Posted on March 30, 2012 by Sonoma Valley Sun

Was that an earthquake, or just Jeanette MacDonald rocking Clark Gable’s world? In the 1936 hit film “San Francisco,” it’s both. The 1906 quake (and Spencer Tracy) co-star as the film plays Monday, April 2 at 7 p.m. at the Sebastiani Theatre.

The film, a nominee for Best Picture and the biggest money maker of that year, shows again on Wednesday, April 4 at 1 p.m.

Gable runs a Barbary Coast gambling joint when he meets sweet-singing MacDonald, who aspires to be more than just a saloon act. A fight over who gets to book her, in more ways than one, ensues between the shady Gable and the owner of a more uptown venue. Tracy, a priest, is always at the ready to verbalize Gable’s conscience.

And then there’s the earthquake. A doozy even now, the effect was created by building sets on giant moving stages. With the city in ruins, MacDonald and Gable find each other among the homeless multitudes in Golden Gate Park, just in time for the uplifting finale.

The screening is part of the Vintage Film Series #4 presented by the Sebastiani Theatre Foundation. Tickets are $8. For more contact 996.9756 or Sebastianitheatre.com.

“San Francisco” trivia

1) What debuted first – this film, the Golden Gate Bridge or Herb Caen’s column in “The Chronicle?”

2) The title tune is one of San Francisco’s two “official” songs. Name the other.

3) For the aria scenes, Jeanette MacDonald’s voice was dubbed by Maria Callas. True or false?

4) Which actor was older: Clark Gable while making this film, Cary Grant in “Gunga Din” or Paul Newman in “The Hustler.”

5) Gable’s co-star Spencer Tracy was nominated for a 1937 Oscar for this role. Over the course of their careers, who took home more Academy Awards?
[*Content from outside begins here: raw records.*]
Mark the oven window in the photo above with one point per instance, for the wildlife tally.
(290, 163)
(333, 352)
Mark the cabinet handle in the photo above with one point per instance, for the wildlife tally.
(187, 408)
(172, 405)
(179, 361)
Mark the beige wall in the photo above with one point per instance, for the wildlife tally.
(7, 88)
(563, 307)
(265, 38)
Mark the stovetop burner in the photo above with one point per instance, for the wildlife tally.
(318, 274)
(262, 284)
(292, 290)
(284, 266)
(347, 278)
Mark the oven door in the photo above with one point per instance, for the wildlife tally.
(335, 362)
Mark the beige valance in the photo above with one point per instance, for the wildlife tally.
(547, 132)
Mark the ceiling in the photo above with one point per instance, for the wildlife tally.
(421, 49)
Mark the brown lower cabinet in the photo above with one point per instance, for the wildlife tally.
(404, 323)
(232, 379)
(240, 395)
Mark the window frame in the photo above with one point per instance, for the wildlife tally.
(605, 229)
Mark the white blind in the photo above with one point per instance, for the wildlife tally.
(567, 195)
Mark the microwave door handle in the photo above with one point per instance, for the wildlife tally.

6) Walter Jurmann, co-writer of the song “San Francisco,” later wrote film music for what comedy team?

7) The most famous director went uncredited. What big name stepped in for W.S. Van Dyke to handle the earthquake scene?

8) “San Francisco” was nominated for a Best Picture Oscar, but lost to “The Great Ziegfeld.” Name the only film with the name of an American city in the title to ever win the award.

9) Two international cities have been Oscar-worthy. Name the movies.

Film trivia answers

1) Film: June 26, 1936. Bridge: May 27, 1937. Column: July 5, 1938.
2) “I Left My Heart in San Francisco.”
3) False. It’s all MacDonald, who was to become an accomplished opera singer.
4) They were all 35.
5) Tracy won two, and did so in the two years following this film, for “Captains Courageous” in 1938, and “Boys Town” in 1939. Gable has won his lone Oscar in 1934 for “It Happened One Night.”
6) The Marx Brothers.
7) D.W. Griffith
8) “Chicago,” in 2002.
9) “Casablanca” in 1943 and “An American in Paris” in 1951.